As the goal of using a Relaxicizor is to get at the muscles underneath the surface of the skin you need something that allows the current to go past the surface of the skin - this is electrical gel which serves as a conductor. The speakers emphasizes the necessity of applying lots and lots of gel - it can dry out quickly (sounds like K-Y, yes?) and more must be re- applied if the electricity is to continue to reach the muscles under the skin. Sweat may cause the gel to dry out. This reminded me of the procedure for taking electro-cardiograms. Similarly the speakers mention devices to attach to the body so as to achieve good conductivity. A home-made vaginal clip was displayed - a band with silver paint laid on it (I gather this must have been special paint designed for conductivity). Later on they discussed different kinds of pads that can be obtained covering small and large areas.

First the speakers demonstrated a specially made metal cockring that had contacts to attach to the Relaxicizor. Poor WM was trying this out and enumerated some of the odd feelings and sensations he experienced in his genital area. The second person had a pad attached to his thigh, held in place with some kind of band. It was quite delightful to watch him slowly succumb to the involuntary spasms in his leg created by the Relaxicizor.

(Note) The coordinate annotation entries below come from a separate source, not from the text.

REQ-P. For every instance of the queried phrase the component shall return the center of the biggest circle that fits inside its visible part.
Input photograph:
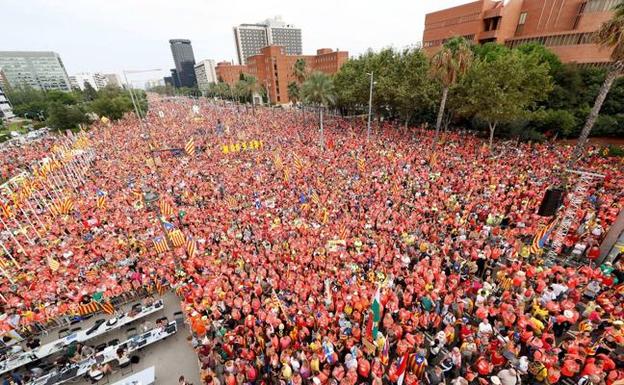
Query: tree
(610, 34)
(300, 71)
(500, 89)
(89, 92)
(293, 92)
(319, 90)
(252, 87)
(65, 117)
(448, 65)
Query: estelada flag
(165, 208)
(177, 238)
(160, 245)
(189, 148)
(191, 246)
(53, 264)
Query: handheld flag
(189, 148)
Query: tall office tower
(37, 69)
(184, 60)
(205, 74)
(251, 38)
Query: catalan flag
(361, 165)
(101, 199)
(343, 232)
(298, 163)
(315, 198)
(278, 162)
(165, 208)
(53, 264)
(541, 237)
(67, 206)
(160, 245)
(177, 238)
(5, 210)
(189, 148)
(191, 246)
(107, 308)
(231, 201)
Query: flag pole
(10, 256)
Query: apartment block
(566, 27)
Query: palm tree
(610, 34)
(300, 71)
(319, 90)
(448, 65)
(252, 87)
(293, 92)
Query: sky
(115, 35)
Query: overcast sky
(112, 35)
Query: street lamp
(370, 106)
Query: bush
(606, 125)
(551, 122)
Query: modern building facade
(184, 60)
(251, 38)
(273, 68)
(95, 79)
(205, 74)
(566, 27)
(113, 80)
(42, 70)
(6, 112)
(229, 73)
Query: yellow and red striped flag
(189, 148)
(298, 163)
(160, 245)
(191, 246)
(231, 201)
(165, 208)
(53, 264)
(177, 238)
(361, 165)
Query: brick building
(564, 26)
(274, 69)
(228, 72)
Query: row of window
(600, 5)
(557, 40)
(455, 20)
(435, 43)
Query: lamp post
(370, 106)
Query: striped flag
(160, 245)
(165, 208)
(67, 205)
(53, 264)
(343, 232)
(541, 237)
(278, 162)
(315, 198)
(361, 165)
(231, 201)
(402, 368)
(100, 200)
(191, 246)
(298, 163)
(375, 312)
(189, 148)
(177, 238)
(107, 308)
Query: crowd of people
(333, 260)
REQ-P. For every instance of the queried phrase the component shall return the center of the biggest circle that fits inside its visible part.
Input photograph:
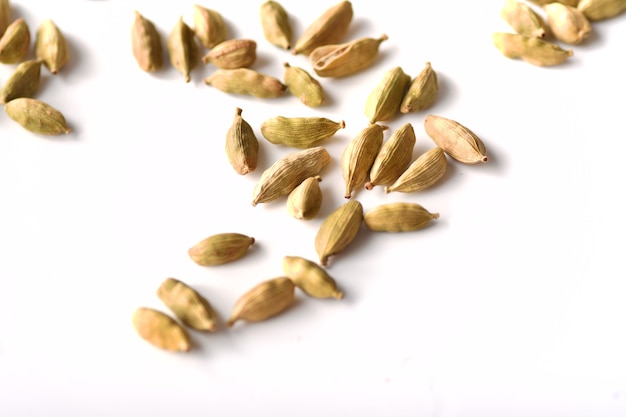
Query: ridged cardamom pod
(23, 82)
(338, 230)
(340, 60)
(242, 146)
(393, 158)
(455, 139)
(398, 217)
(161, 330)
(424, 172)
(191, 308)
(384, 101)
(51, 46)
(275, 24)
(535, 51)
(288, 172)
(299, 132)
(329, 28)
(359, 155)
(311, 278)
(220, 248)
(264, 300)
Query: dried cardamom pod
(523, 19)
(23, 82)
(220, 248)
(242, 146)
(567, 23)
(191, 308)
(51, 46)
(288, 172)
(183, 49)
(37, 116)
(311, 278)
(329, 28)
(358, 157)
(14, 42)
(209, 26)
(455, 139)
(393, 158)
(424, 172)
(532, 50)
(338, 230)
(263, 301)
(231, 54)
(340, 60)
(161, 330)
(302, 85)
(422, 91)
(398, 217)
(305, 200)
(246, 81)
(146, 43)
(384, 101)
(299, 132)
(275, 24)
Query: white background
(511, 304)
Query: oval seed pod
(398, 217)
(394, 157)
(425, 171)
(299, 132)
(263, 301)
(311, 278)
(338, 230)
(192, 309)
(347, 58)
(220, 248)
(455, 139)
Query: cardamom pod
(422, 91)
(311, 278)
(23, 82)
(36, 116)
(209, 26)
(338, 230)
(398, 217)
(394, 157)
(183, 49)
(191, 308)
(242, 146)
(359, 155)
(51, 46)
(302, 85)
(340, 60)
(329, 28)
(535, 51)
(161, 330)
(275, 24)
(305, 200)
(263, 301)
(455, 139)
(424, 172)
(246, 81)
(299, 132)
(220, 248)
(14, 42)
(146, 43)
(384, 101)
(288, 172)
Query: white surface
(511, 304)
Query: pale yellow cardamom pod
(311, 278)
(329, 28)
(264, 300)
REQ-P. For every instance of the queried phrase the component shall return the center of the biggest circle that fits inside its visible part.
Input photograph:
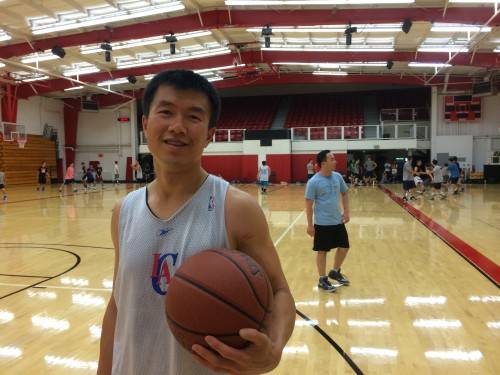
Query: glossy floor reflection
(414, 306)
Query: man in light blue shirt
(324, 191)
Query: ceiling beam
(254, 57)
(219, 19)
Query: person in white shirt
(263, 176)
(116, 172)
(437, 181)
(310, 169)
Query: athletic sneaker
(336, 275)
(326, 285)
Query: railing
(404, 114)
(362, 132)
(220, 135)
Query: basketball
(216, 293)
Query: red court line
(485, 265)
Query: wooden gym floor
(415, 306)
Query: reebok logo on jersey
(163, 232)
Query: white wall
(37, 111)
(101, 133)
(460, 146)
(489, 124)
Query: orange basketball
(216, 293)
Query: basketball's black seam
(200, 333)
(192, 282)
(248, 281)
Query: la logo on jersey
(211, 203)
(163, 265)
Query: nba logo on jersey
(211, 203)
(163, 265)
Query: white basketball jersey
(264, 173)
(151, 250)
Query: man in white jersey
(2, 186)
(437, 181)
(263, 176)
(183, 211)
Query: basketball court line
(325, 335)
(77, 262)
(27, 286)
(483, 264)
(19, 244)
(61, 195)
(34, 276)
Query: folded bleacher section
(248, 113)
(327, 110)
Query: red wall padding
(299, 162)
(281, 167)
(232, 167)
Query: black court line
(332, 342)
(34, 276)
(55, 244)
(77, 262)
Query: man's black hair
(321, 156)
(183, 80)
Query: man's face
(177, 125)
(330, 162)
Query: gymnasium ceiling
(222, 39)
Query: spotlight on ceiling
(407, 24)
(132, 79)
(348, 33)
(58, 51)
(172, 40)
(348, 39)
(266, 33)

One significant distinction made between the Relaxicizor and the TENS units was that the the former provides breaks in between flows of electricity. The TENS units do not, but have a continuous flow. This can be dangerous in that a muscle forced to be used for a certain amount of time can be damaged. The speakers said that just a few hours applied to the leg would prevent someone from walking for a week.

That is my summary. I hope people could share some of their experience with electricity, to which this was my first introduction.